Transform data in Azure Virtual Network using Hive activity in Azure Data Factory

APPLIES TO: Azure Data Factory Azure Synapse Analytics

Tip

Try out Data Factory in Microsoft Fabric, an all-in-one analytics solution for enterprises. Microsoft Fabric covers everything from data movement to data science, real-time analytics, business intelligence, and reporting. Learn how to start a new trial for free!

In this tutorial, you use Azure PowerShell to create a Data Factory pipeline that transforms data using Hive Activity on a HDInsight cluster that is in an Azure Virtual Network (VNet). You perform the following steps in this tutorial:

  • Create a data factory.
  • Author and setup self-hosted integration runtime
  • Author and deploy linked services.
  • Author and deploy a pipeline that contains a Hive activity.
  • Start a pipeline run.
  • Monitor the pipeline run
  • verify the output.

If you don't have an Azure subscription, create a trial account before you begin.

Prerequisites

Note

We recommend that you use the Azure Az PowerShell module to interact with Azure. See Install Azure PowerShell to get started. To learn how to migrate to the Az PowerShell module, see Migrate Azure PowerShell from AzureRM to Az.

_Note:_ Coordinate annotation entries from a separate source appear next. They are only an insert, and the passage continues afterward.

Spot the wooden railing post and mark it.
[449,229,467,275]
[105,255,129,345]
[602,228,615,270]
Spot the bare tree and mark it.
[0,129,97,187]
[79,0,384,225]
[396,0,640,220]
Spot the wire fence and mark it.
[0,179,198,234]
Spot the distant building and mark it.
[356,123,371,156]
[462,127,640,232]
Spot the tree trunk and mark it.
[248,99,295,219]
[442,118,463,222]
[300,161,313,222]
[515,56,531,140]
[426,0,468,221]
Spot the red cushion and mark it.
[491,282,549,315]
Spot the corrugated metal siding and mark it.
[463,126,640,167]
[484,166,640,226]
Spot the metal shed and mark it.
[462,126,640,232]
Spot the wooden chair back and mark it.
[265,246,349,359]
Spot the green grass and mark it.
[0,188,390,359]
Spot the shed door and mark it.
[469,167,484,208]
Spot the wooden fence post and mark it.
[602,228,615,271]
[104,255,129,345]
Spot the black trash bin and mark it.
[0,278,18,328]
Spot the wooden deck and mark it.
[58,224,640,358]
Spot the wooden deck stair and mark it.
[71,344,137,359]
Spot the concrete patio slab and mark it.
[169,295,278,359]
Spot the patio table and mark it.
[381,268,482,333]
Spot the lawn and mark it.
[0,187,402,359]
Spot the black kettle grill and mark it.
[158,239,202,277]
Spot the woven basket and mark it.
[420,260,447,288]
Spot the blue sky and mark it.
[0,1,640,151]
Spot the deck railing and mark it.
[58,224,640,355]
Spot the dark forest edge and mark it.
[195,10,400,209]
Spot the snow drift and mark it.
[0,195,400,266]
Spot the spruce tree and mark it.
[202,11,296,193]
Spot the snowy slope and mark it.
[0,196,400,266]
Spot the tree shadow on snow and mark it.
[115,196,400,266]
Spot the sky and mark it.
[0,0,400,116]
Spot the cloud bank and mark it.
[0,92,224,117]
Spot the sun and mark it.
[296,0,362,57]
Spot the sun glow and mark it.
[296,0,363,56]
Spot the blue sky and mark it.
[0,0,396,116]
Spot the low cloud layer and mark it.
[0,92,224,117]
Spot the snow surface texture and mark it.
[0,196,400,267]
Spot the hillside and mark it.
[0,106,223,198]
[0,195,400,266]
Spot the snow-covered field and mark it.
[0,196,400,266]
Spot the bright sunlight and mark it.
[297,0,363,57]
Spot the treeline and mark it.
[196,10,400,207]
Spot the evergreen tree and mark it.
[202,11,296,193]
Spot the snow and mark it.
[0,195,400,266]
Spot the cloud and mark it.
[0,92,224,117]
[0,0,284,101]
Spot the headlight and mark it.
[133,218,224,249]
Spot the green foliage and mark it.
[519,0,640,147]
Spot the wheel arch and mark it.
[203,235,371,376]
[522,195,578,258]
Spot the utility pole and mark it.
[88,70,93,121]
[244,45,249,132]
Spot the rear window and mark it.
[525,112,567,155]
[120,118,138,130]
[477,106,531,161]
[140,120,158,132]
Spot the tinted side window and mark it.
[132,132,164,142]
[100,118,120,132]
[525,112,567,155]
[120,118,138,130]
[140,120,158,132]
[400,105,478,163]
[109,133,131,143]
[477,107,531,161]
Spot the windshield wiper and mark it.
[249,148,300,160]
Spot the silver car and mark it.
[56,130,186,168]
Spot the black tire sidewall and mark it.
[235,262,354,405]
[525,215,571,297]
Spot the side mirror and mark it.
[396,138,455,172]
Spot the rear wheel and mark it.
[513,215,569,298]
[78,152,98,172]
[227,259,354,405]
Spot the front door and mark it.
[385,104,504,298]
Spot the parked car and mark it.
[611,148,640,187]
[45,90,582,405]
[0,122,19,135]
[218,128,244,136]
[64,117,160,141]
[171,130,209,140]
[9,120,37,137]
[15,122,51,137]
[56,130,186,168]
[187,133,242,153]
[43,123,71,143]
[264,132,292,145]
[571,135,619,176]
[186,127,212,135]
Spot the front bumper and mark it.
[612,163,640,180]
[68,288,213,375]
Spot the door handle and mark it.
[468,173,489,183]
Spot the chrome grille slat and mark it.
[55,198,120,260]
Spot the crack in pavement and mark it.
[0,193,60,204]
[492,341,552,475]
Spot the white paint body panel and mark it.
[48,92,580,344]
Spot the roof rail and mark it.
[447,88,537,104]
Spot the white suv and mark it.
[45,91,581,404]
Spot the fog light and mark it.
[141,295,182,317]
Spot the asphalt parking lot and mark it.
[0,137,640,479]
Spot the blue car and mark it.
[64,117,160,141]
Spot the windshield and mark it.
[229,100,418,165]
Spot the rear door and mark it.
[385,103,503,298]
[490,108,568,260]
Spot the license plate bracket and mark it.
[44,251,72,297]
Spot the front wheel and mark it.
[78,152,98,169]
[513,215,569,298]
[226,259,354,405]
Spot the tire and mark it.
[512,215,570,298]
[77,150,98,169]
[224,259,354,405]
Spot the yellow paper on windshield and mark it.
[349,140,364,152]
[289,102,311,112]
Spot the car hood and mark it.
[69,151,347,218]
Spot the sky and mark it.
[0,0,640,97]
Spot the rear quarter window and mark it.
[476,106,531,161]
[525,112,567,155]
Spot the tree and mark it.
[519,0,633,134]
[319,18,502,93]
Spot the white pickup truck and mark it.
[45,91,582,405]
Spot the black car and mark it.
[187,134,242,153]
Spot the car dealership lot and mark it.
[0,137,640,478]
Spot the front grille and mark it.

  • Azure Storage account. You create a hive script, and upload it to the Azure storage. The output from the Hive script is stored in this storage account. In this sample, HDInsight cluster uses this Azure Storage account as the primary storage.

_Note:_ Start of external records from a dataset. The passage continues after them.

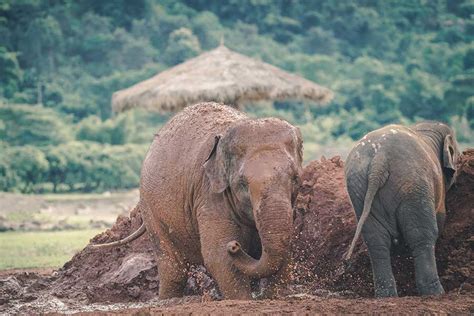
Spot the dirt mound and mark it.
[47,205,217,303]
[294,150,474,296]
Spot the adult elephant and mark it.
[345,122,459,297]
[90,103,302,299]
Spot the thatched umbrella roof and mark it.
[112,45,333,112]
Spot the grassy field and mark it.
[0,229,103,270]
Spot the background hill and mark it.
[0,0,474,192]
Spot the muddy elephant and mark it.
[91,103,302,299]
[345,122,459,297]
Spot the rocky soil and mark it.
[0,150,474,314]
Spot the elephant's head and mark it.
[204,118,303,277]
[413,122,460,191]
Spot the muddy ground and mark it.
[0,150,474,314]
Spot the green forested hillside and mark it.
[0,0,474,192]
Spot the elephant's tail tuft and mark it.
[344,153,389,260]
[89,204,146,249]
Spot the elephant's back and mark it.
[345,125,437,195]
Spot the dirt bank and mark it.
[0,150,474,313]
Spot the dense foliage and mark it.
[0,0,474,192]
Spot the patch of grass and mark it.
[0,229,102,270]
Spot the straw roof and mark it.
[112,45,333,112]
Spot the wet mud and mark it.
[0,150,474,314]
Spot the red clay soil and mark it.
[0,150,474,313]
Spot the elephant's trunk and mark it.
[227,198,293,278]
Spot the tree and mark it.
[163,27,201,66]
[0,104,72,146]
[8,145,49,193]
[0,46,22,98]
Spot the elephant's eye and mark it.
[239,177,248,189]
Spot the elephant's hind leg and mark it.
[400,200,444,295]
[362,216,398,297]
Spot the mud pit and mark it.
[0,150,474,313]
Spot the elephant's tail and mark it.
[344,154,388,260]
[89,205,146,249]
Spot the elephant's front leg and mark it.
[362,216,398,297]
[198,214,252,300]
[157,227,188,299]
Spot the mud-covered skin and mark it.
[139,103,302,299]
[345,122,459,297]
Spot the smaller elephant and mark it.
[345,122,459,297]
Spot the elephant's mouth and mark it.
[227,199,293,278]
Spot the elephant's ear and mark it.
[443,135,456,176]
[204,135,227,193]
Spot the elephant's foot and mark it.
[417,280,444,296]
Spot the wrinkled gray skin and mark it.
[139,103,302,299]
[345,122,459,297]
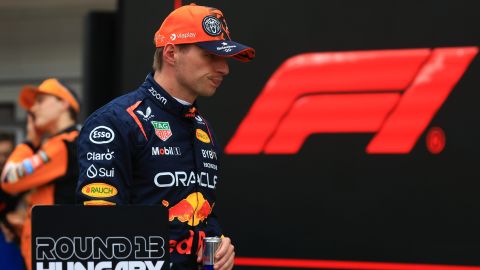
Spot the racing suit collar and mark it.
[142,72,197,118]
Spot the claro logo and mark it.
[225,47,478,154]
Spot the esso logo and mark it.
[89,126,115,144]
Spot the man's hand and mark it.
[197,237,235,270]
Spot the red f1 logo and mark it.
[225,47,478,154]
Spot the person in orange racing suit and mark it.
[77,4,255,270]
[0,78,80,269]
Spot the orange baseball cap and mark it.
[155,4,255,62]
[18,78,80,113]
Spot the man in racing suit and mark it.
[0,78,80,270]
[77,4,255,269]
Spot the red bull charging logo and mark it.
[168,192,213,226]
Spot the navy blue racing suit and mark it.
[76,74,222,269]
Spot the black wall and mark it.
[90,0,480,265]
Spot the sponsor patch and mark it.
[195,128,210,143]
[82,183,118,198]
[151,121,173,141]
[148,87,167,105]
[87,149,115,160]
[152,146,182,156]
[89,126,115,144]
[202,15,222,37]
[83,200,116,205]
[87,164,115,178]
[137,106,155,121]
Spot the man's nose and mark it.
[216,57,230,76]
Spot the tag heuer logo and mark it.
[151,121,172,141]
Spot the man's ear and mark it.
[163,43,175,65]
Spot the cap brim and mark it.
[195,40,255,62]
[18,85,38,110]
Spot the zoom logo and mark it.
[225,47,478,154]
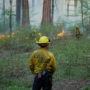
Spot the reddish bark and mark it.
[42,0,52,24]
[22,0,30,26]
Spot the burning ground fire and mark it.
[0,32,15,39]
[53,29,65,40]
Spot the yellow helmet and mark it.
[36,36,50,44]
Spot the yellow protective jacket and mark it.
[76,29,80,34]
[29,48,56,74]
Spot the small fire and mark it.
[57,29,65,37]
[0,32,15,39]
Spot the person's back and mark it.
[30,48,56,74]
[30,36,56,90]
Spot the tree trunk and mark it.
[22,0,30,26]
[32,0,35,8]
[67,2,69,16]
[16,0,21,25]
[74,0,77,15]
[42,0,52,24]
[3,0,5,27]
[81,0,84,29]
[9,0,12,35]
[52,0,54,23]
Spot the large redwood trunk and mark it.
[22,0,30,26]
[16,0,21,25]
[42,0,52,24]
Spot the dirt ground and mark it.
[53,80,90,90]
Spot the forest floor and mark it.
[0,39,90,90]
[53,80,90,90]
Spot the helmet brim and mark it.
[36,42,50,44]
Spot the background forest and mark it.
[0,0,90,90]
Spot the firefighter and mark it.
[29,36,56,90]
[75,26,80,39]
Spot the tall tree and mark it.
[22,0,30,26]
[16,0,21,25]
[3,0,5,26]
[9,0,12,34]
[66,0,70,16]
[52,0,54,23]
[74,0,77,15]
[32,0,35,8]
[42,0,52,24]
[80,0,84,28]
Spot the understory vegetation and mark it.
[0,26,90,90]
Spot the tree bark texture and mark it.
[67,2,69,16]
[3,0,5,27]
[74,0,77,15]
[16,0,21,25]
[42,0,52,24]
[22,0,30,26]
[9,0,12,35]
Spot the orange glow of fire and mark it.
[57,29,65,37]
[0,32,15,39]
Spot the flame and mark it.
[0,32,15,39]
[57,29,65,37]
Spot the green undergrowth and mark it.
[0,29,90,90]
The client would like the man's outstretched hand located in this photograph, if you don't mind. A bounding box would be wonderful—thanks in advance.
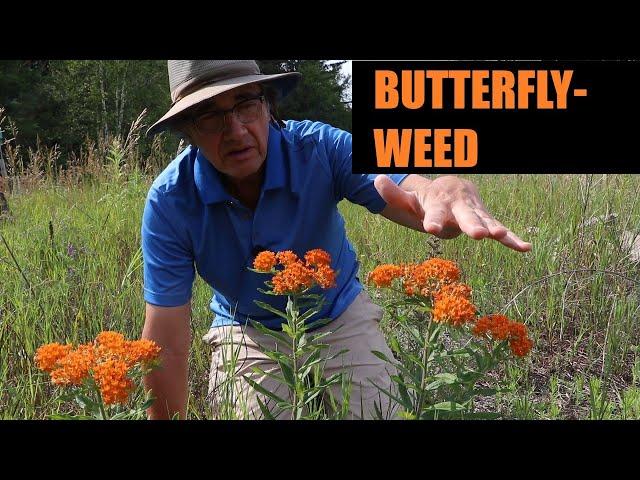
[374,175,531,252]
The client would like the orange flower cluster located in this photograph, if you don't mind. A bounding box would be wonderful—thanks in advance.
[367,258,533,357]
[432,295,476,327]
[367,258,460,297]
[35,331,160,405]
[473,314,533,357]
[253,248,336,295]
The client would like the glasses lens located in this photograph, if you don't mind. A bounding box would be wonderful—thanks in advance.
[194,97,263,133]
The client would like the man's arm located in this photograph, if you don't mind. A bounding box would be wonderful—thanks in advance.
[374,175,531,252]
[380,175,431,233]
[142,301,191,420]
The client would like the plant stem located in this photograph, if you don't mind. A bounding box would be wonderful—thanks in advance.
[291,295,301,420]
[93,383,107,420]
[416,314,433,420]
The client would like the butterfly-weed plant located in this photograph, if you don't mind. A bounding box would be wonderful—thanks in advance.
[35,331,160,420]
[249,249,350,420]
[367,258,532,419]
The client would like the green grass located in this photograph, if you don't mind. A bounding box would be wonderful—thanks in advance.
[0,174,640,419]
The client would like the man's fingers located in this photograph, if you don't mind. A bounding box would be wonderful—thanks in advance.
[422,205,450,235]
[373,175,424,218]
[451,202,490,240]
[476,210,509,240]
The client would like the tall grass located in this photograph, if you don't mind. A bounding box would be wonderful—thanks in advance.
[0,115,640,419]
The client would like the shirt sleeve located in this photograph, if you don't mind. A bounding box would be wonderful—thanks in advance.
[142,187,195,307]
[322,126,408,213]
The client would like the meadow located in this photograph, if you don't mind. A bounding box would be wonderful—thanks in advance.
[0,137,640,419]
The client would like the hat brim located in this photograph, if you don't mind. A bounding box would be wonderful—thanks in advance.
[147,72,302,136]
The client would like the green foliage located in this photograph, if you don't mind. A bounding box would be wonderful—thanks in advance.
[249,269,350,420]
[0,60,351,169]
[258,60,351,132]
[373,296,508,420]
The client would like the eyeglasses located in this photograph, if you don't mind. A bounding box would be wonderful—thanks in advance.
[192,95,264,133]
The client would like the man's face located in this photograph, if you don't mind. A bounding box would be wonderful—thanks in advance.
[189,85,270,181]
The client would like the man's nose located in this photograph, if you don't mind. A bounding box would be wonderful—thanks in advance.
[224,112,246,134]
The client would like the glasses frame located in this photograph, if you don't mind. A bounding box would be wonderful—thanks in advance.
[191,94,266,135]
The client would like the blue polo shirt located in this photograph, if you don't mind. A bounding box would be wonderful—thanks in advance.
[142,120,406,330]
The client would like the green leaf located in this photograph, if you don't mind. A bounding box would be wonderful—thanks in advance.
[371,350,395,365]
[278,362,296,387]
[243,375,285,403]
[75,393,98,410]
[433,373,458,385]
[426,401,464,412]
[369,379,413,410]
[256,397,275,420]
[254,300,289,320]
[250,320,290,345]
[48,413,93,420]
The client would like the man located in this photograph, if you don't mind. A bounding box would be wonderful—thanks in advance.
[142,60,531,418]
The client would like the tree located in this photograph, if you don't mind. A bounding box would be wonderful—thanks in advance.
[258,60,351,131]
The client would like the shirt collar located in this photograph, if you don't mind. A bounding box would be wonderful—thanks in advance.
[193,124,286,204]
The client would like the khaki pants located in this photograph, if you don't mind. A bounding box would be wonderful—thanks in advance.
[203,290,397,419]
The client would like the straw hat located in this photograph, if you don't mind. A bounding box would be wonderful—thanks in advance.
[147,60,302,135]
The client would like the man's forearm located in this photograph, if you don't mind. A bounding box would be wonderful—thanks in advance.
[144,352,189,420]
[380,174,431,232]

  • Azure Virtual Network. If you don't have an Azure virtual network, create it by following these instructions. In this sample, the HDInsight is in an Azure Virtual Network. Here is a sample configuration of Azure Virtual Network.

    Create virtual network

  • HDInsight cluster. Create a HDInsight cluster and join it to the virtual network you created in the previous step by following this article: Extend Azure HDInsight using an Azure Virtual Network. Here is a sample configuration of HDInsight in a virtual network.

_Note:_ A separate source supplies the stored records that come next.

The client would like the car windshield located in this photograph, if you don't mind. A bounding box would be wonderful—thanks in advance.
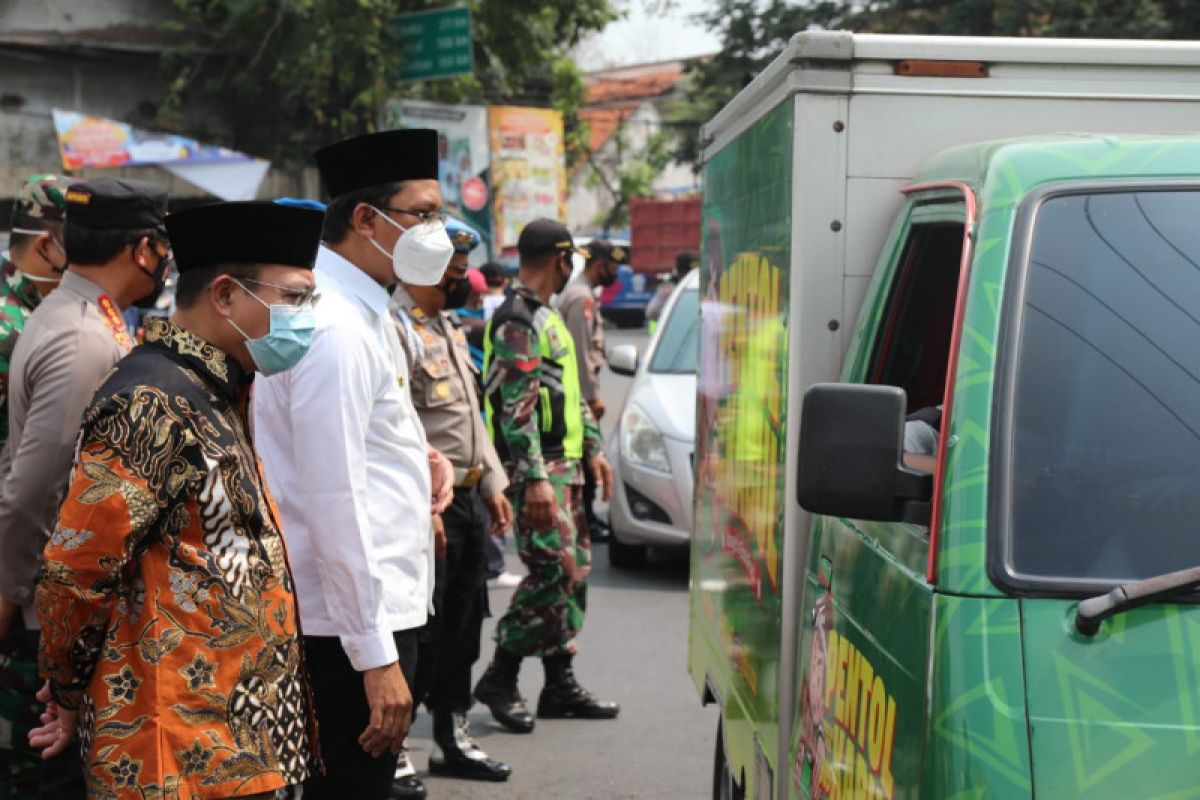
[649,289,700,374]
[1007,190,1200,583]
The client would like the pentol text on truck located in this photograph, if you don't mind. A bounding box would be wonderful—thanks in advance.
[689,32,1200,800]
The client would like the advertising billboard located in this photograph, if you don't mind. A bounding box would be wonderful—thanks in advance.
[487,106,566,252]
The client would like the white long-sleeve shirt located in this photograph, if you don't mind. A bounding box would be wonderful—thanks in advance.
[253,247,433,672]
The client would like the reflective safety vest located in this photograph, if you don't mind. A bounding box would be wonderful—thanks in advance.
[484,291,583,462]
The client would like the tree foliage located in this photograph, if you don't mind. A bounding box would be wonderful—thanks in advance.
[583,121,674,233]
[674,0,1200,163]
[162,0,616,163]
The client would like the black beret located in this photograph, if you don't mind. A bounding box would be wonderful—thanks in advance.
[66,178,167,230]
[517,217,588,259]
[313,128,438,197]
[167,200,325,272]
[587,239,629,264]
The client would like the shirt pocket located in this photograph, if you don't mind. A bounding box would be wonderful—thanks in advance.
[420,359,463,408]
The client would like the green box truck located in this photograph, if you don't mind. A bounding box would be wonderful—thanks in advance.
[689,31,1200,800]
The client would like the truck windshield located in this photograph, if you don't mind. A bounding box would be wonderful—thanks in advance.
[650,289,700,373]
[1006,190,1200,583]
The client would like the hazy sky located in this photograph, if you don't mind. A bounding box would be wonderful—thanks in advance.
[576,0,720,71]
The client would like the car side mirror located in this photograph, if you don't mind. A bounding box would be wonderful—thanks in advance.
[608,344,637,378]
[797,384,934,525]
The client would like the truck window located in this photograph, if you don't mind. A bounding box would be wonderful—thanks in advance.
[868,222,964,411]
[992,190,1200,590]
[649,289,700,374]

    HDInsight in a virtual network

  • Azure PowerShell. Follow the instructions in How to install and configure Azure PowerShell.

Upload Hive script to your Blob Storage account

  1. Create a Hive SQL file named hivescript.hql with the following content:

    DROP TABLE IF EXISTS HiveSampleOut; 
    CREATE EXTERNAL TABLE HiveSampleOut (clientid string, market string, devicemodel string, state string)
    ROW FORMAT DELIMITED FIELDS TERMINATED BY ' ' 
    STORED AS TEXTFILE LOCATION '${hiveconf:Output}';
    
    INSERT OVERWRITE TABLE HiveSampleOut
    Select 
        clientid,
        market,
        devicemodel,
        state
    FROM hivesampletable
    
  2. In your Azure Blob Storage, create a container named adftutorial if it does not exist.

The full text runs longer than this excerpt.